Hungerford's first book to be written, Sowers of the Wind, was based on his experience in Japan following the war. Sowers in the Wind, was held back by publisher Angus & Robertson because it dealt with the economic and sexual exploitation of the Japanese after the War by Australian occupation forces. Hungerford recounted that the book "grew out of my concern at Australian mistreatment of the Japanese during the Occupation. I felt that they were sowing a wind of hatred for the future." The novel won the 1949 Sydney Morning Herald prize for literature but was not published until 1954. Monash University's Robin Gerster told The Age in 2002: "Hungerford... wrote very perceptively and affectionately about the Japanese, which is not a bad effort for someone who fought them."

Hungerford's second novel to be written, Riverslake, came out of Hungerford’s experiences working in a migrant camp in Australia following WWII: "I saw a lot of the active xenophobia of the good old Aussie labourer. I watched uncouth, beer- sodden sots lording it over educated men. It made my blood boil. That's what Riverslake came out of."

Hungerford’s war experiences formed the basis of the novel The Ridge and the River. Hungerford wrote that "I wanted to record what it was like to be a soldier in the Australian army in the Islands at that time; I wanted to express the immense admiration I had then for the Australian fighting man."

His first volume of short fiction, Stories from Suburban Road, depict life during the Great Depression in the Perth riverside suburb of South Perth, and was later made into a play and a television series.

===Novels===
- The Ridge and the River (1950)
- Riverslake (1953)
- Sowers in the Wind (1954)
- Shake the Golden Bough (1963)
===Short stories===
- Wong Chu and the Queen's Letterbox (1976)
- The Only One Who Forgot (1951)
- What Happened to Joseph? (2005, a collection of short stories & poems)

===Drama===
- Stories from Suburban Road
- The Day It All Ended

===Children's books===
- Swagbelly Birdsnatcher and the Prince of Siam

===Autobiography===
- Stories From Suburban Road (1983)
- A Knockabout with a Slouch Hat
- Red Rover All Over

===Non-fiction===
- Fremantle, Landscapes and People (with photographer Roger Garwood) (1976)

===Book reviews===
- Selby, David. Hell and High Fever – reviewed in Quadrant 1/1 (Sum 1956/57): 93, 95.
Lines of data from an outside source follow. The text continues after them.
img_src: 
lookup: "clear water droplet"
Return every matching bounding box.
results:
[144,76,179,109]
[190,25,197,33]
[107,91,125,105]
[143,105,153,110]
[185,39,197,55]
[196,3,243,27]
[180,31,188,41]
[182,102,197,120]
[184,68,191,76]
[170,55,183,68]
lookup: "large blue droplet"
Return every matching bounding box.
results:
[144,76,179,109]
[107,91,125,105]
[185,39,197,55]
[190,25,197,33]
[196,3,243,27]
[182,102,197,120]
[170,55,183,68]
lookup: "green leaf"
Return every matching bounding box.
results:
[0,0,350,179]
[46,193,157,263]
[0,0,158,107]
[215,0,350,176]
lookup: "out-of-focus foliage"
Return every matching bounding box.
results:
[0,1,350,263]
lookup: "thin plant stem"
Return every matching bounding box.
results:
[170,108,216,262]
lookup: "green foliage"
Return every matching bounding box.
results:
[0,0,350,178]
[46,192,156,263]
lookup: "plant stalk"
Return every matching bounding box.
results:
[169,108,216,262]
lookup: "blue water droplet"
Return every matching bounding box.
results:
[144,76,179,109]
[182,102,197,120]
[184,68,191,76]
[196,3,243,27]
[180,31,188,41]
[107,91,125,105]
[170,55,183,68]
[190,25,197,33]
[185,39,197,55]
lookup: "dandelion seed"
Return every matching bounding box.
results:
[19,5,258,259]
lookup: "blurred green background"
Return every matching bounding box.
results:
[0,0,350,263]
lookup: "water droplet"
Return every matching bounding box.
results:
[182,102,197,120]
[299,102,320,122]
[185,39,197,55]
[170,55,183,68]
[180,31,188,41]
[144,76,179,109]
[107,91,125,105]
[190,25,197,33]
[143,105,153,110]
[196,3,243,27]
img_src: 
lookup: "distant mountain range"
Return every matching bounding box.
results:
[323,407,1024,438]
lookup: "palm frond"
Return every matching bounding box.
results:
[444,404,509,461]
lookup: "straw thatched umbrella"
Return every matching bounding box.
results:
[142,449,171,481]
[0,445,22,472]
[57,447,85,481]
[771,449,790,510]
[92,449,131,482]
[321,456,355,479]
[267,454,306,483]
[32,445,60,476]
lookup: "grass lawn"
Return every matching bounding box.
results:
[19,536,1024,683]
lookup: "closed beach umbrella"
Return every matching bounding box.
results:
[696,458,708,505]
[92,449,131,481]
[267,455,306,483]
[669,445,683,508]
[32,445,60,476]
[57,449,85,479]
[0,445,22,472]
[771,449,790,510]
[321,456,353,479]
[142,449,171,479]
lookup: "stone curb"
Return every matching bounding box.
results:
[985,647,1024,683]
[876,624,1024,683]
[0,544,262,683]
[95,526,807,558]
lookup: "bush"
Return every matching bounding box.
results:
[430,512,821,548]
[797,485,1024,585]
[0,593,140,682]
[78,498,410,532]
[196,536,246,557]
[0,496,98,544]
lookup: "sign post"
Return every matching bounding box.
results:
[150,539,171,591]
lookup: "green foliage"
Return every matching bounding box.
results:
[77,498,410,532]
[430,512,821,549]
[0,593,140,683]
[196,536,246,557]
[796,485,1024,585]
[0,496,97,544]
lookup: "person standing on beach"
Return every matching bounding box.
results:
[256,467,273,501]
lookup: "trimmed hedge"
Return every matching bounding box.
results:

==Prizes and other honours==
Hungerford won the Crouch Gold Medal for Literature (1951), the Patricia Hackett Short Story prize (1962), the WA Weekly Literature Prize for Fiction (1964), and the Patrick White Award (2002).

He was made a Member of the Order of Australia in 1987. A portrait of him, c.1963, by Kate O'Connor is in the National Library of Australia. In 2004, he was pronounced a Living Treasure of Western Australia by the Western Australian Government A portrait of Hungerford hangs in the National Library of Australia.

Michael Crouch wrote a biography of Hungerford titled Literary Larrikin and he was interviewed by Hazel de Berg for the National Library of Australia.

The T. A. G. Hungerford Award is named for him and is awarded every two years to an unpublished author in Western Australia.